La droite est par nature attachée à la liberté économique. Ceux d’entre nous qui se réinventent en promoteurs d’une planification centralisée se trompent en réalité de méthode et de stratégie. Plutôt que de chasser sur les terres de la gauche, ma conviction est que la droite doit revenir à ses fondamentaux dont la liberté constitue le sel.
Quand j’entends certains défendre le blocage des prix, la planification ou l’allocation d’autonomie, au nom de la défense des classes populaires, je crois que cela mène à une impasse.

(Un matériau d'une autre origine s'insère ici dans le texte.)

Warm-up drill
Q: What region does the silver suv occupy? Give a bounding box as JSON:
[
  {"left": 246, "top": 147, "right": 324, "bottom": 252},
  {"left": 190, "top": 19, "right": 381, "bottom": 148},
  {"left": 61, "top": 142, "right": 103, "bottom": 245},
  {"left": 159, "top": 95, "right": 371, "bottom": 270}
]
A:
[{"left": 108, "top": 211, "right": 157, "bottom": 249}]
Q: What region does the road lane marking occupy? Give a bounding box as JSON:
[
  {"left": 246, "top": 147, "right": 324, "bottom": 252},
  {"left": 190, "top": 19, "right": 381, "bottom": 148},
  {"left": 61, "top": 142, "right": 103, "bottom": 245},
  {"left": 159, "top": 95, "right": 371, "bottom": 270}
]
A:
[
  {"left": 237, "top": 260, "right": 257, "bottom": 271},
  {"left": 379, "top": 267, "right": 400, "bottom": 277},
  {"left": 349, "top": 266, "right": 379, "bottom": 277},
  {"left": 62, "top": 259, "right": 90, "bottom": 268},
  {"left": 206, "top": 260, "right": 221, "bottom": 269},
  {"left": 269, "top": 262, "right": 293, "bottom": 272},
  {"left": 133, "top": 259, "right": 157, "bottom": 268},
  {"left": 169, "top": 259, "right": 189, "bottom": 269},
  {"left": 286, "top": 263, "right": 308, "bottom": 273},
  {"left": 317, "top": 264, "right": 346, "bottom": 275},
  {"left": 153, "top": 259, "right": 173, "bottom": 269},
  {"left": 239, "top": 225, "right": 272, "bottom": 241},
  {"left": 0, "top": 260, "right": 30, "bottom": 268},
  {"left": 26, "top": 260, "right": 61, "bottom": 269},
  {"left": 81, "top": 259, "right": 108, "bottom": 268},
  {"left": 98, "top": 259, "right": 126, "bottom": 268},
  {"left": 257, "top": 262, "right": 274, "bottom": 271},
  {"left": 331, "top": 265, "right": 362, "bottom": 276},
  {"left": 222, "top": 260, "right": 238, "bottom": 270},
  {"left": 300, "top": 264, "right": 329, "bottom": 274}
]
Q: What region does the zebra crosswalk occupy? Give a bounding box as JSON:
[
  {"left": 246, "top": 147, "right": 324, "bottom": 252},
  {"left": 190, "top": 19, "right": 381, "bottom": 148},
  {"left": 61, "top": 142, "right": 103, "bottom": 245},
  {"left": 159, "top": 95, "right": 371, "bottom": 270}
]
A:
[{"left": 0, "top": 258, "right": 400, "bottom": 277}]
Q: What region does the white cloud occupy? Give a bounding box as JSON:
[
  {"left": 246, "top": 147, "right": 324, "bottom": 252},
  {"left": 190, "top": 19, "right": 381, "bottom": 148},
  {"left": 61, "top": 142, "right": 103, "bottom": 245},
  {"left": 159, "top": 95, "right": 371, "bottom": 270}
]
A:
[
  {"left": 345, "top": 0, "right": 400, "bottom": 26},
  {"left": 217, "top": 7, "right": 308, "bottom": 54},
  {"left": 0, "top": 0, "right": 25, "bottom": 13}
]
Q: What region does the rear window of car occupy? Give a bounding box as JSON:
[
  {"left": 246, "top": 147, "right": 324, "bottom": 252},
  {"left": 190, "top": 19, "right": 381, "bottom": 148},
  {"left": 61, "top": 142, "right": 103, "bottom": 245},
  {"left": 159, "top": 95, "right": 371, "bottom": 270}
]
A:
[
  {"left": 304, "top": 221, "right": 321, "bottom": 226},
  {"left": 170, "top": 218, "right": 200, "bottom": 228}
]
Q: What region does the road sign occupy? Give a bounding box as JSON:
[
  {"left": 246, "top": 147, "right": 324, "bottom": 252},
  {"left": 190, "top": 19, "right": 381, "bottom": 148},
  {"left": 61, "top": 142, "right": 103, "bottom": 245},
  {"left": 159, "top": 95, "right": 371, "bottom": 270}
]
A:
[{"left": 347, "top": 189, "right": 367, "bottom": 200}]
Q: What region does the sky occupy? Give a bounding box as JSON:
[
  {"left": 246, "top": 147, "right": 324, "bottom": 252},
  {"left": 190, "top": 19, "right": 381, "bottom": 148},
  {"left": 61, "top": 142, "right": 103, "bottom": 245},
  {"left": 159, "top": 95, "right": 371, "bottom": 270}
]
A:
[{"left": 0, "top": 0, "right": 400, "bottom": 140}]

Je crois que le salut des classes populaires passera justement par une politique favorable à la liberté économique. Durant les prochaines semaines et les prochains mois je nourrirai cette idée par des propositions nouvelles et concrètes. La réalité, c’est que ce sont les Français les plus modestes qui sont en attente d’une politique de droite. Opposer une vision libérale et l’intérêt des classes populaires est une erreur d’appréciation majeure qui conduirait à la division de notre famille politique.
Dans un entretien à Valeurs Actuelles, vous avez jugé « mortifère » la proposition de certains sénateurs visant à légaliser la consommation de cannabis. Ne pensez-vous pas que la légalisation – préconisée par un think tank comme GenerationLibre par exemple – dans le domaine permettrait d’assécher les trafics et d’allouer les ressources policières à des tâches plus en adéquation avec leurs missions de maintien de l’ordre ? Il n’y aurait pas de solution libérale au problème ?
Je ne crois pas que la légalisation du cannabis soit une solution. Elle ne ferait pas disparaître les trafics. Au Canada, malgré la légalisation, la majeure partie du cannabis provient toujours du marché noir. Le trafic de cigarettes de contrebande est l’un des plus importants, alors même que le tabac est légal. Qui imagine que les dealers vont enfiler un costume pour ouvrir un coffee-shop ? Ils continueront de distribuer du cannabis de contrebande, et des drogues plus dangereuses, et la consommation augmentera encore. Bien sûr, il serait hypocrite de considérer que tout va bien. Aujourd’hui, la guerre contre la drogue est largement perdue par l’État. C’est pourquoi il nous faudra renouer avec une forme de volontarisme politique et surtout avoir une véritable politique pénale adaptée pour assécher les réseaux.
Légaliser reviendrait également à envoyer à notre jeunesse le signal que la drogue est un produit de consommation comme un autre. Je ne m’y résous pas. Le libéralisme n’empêche pas de défendre un véritable projet de société.